I have used both Lil Grizz and Duke dog proof traps with great success.


----------



## jakebuddy (Jan 1, 2017)

What are y'all using for bait in DP?


----------



## GAGE (Jan 1, 2017)

jakebuddy said:


> What are y'all using for bait in DP?



cheapest hard cat food you can find, topped with a marshmellow


----------



## jcdona (Jan 1, 2017)

Z traps are great also.


----------



## Possum (Jan 1, 2017)

I'm new to trapping but I got a kit on amazon of four duke dog proofs, trap set tool and some sample bait. I think it was $50-$60?
They work well. Even next to a pile of corn I've found they will go get a little dog food and a marshmallow. I put the marshmallow in bottom under trigger. Don't forget to stake very well. 
As for fur, I'm going to save mine up and send off to have something made for myself. A blanket or something like that. Going to try eating one soon, will let you know wheather or not I'll eat it a second time.


----------



## aabradley82 (Jan 8, 2017)

Coons ok to eat. I tend to parboil then BBQ. Or boil off bone and crockpot BBQ. Skim off and separate the fat as best you can. Coon fat works for a roundball patch lube too


----------



## antharper (Jan 8, 2017)

I catch them in a live trap around my deer feeders and have a friend that coon hunts that comes and gets everyone I catch to train pups with , I sure didn't know it was illegal to do this


----------



## Browning Slayer (Jan 12, 2017)

jcdona said:


> Z traps are great also.



Z-Traps are the bomb!

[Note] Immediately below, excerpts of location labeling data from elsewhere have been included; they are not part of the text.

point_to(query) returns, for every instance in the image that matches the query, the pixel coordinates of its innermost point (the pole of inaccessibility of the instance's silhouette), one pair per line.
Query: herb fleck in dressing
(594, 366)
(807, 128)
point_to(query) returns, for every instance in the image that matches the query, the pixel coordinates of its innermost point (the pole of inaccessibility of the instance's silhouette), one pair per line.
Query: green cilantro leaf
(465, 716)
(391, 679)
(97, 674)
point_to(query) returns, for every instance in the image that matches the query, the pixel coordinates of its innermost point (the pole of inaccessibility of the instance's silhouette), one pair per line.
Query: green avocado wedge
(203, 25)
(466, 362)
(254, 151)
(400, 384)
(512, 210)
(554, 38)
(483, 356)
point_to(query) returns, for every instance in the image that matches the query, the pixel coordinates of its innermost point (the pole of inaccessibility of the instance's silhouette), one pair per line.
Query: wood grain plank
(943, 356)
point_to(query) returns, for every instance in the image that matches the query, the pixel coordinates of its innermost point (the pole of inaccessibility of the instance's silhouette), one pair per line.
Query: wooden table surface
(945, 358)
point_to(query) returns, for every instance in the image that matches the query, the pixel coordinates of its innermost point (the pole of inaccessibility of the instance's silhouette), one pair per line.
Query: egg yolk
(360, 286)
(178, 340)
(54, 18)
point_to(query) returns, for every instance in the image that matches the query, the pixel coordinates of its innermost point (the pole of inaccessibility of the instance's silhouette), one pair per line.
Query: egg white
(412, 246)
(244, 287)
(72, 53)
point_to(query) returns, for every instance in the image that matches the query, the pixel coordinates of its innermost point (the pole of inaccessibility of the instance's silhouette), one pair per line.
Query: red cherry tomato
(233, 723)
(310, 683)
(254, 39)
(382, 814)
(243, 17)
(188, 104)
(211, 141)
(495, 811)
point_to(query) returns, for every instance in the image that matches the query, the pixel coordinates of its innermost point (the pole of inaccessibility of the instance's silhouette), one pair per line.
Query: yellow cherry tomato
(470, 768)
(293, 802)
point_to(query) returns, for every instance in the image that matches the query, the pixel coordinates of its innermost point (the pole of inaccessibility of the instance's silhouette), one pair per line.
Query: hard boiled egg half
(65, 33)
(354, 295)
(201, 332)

I've been using the white ones and they are better than my Dukes and the catch ratio is 2-1.. They trigger going both ways which is a huge plus.


----------



## Browning Slayer (Jan 12, 2017)

jakebuddy said:


> What are y'all using for bait in DP?



I like using sardines or cheap tuna in a can..


----------



## holton27596 (Jan 12, 2017)

vanilla wafers are the best thing ive seen for coons


----------